Eine neue Bedrohung taucht zunehmend stärker auf: der Wolf ist zurück. Mit der Romantisierung des Wolfes habe ich persönlich noch nie viel anfangen können, weil ich die Klagen der Viehbauern in meiner Heimat im Ohr habe. Auch Jannes‘ Familie befindet sich in dem Spagat zwischen den Naturschützern, die die Auswilderung der Wölfe unterstützen, und den Bauern, die Einbußen an ihrer Herde zu verkraften haben und diese Bedrohung ihrer Existenz ohne die Unterstützung der Politik meistern müssen.

Sehr schön konterkariert der Autor die tägliche Arbeit der Familie mit den Vorstellungen der städtischen Besucher, die das Leben mit den Tieren in der Natur als Idylle wahrnehmen. Der Autor gönnt seinem Leser zwar sehr schöne Beschreibungen der kargen Südheide, aber von Anfang stellt er klar, dass die Idylle trügt. Mit jeder Heideromantik a la Hermann Löns und mit jeder Verklärung von Traditionen, von Heimat und Natur räumt der Autor gründlichst auf.

Sehr gut gefallen hat mir auch, wie der Autor die Übernahme der aufgelassenen Höfe durch völkisch angehauchte Siedler beschreibt: eine Bewegung, die nicht nur in der Lüneburger Heide zu beobachten ist. Und beobachtet werden sollte. Mit dem Namen „Röder“ leistet sich Thielemann ebenfalls einen zwar versteckten, aber eindeutigen Verweis. Röder ist der nicht nur der Name eines rechtsextremen Zeitgenossen namens Manfred Röder, sondern der Name verweist auch auf den üblen Nazi-Richter gleichen Namens, der u. a. Dietrich Bonhoeffer in den Tod schickte, der aber in allen Ehren und mit einer schönen staatlichen Pension sein Leben beschließen durfte. Die Wahl des Namens ist sicherlich beabsichtigt. Ein kleiner, aber effektvoller Hinweis auf den gefährlichen braunen Sumpf, der nach wie vor unter einer friedlichen Oberfläche lauert.

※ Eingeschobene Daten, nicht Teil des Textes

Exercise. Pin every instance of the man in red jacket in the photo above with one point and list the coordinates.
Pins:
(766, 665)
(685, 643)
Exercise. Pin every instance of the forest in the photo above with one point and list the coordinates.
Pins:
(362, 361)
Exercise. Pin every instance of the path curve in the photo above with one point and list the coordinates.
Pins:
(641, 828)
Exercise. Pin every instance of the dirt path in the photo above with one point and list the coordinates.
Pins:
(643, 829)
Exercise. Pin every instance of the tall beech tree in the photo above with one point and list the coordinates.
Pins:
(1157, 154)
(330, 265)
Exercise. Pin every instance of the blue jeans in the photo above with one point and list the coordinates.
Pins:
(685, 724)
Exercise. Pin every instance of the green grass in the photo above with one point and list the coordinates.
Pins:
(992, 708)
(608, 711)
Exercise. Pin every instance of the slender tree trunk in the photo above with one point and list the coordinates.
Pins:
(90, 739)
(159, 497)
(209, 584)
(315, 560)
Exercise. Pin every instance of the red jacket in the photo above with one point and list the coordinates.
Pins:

Schleichend kommt eine weitere Bedrohung auf Jannes zu, die wie die Wölfe auch zunächst unsichtbar ist, sich aber zunehmend konkretisiert. Jannes wird von unklaren Ängsten und schließlich auch Visionen gequält, und seine Ängste verbinden sich schließlich mit Ereignissen rund um das Frauen-KZ Bergen-Belsen, um die in der Familie eine Mauer des Schweigens errichtet worden war. Hier fragt man sich als Leser allerdings, ob die Aufdeckung dieser verdrängten Ereignisse nicht auch ohne Jannes‘ Visionen möglich gewesen wäre; das Ende des Romans wirkt dadurch recht überzogen.

Trotz dieser Einschränkung besticht Thielemanns grundlegende Idee: unter einer zur Idylle erklärten Oberfläche bewegen sich dunkle und auch grausame Mächte, denen er Autor die Metapher des Wolfes zuordnet. Dieses Böse ist nicht greifbar und wird nie konkret gesichtet, aber es ist präsent und kann jederzeit hervorbrechen.

Fazit: Ein lesenswerter, bildstarker Roman über die Zusammenhänge der individuellen Geschichte mit der Zeitgeschichte, um Verdrängung und um das, was Heimat eigentlich ist.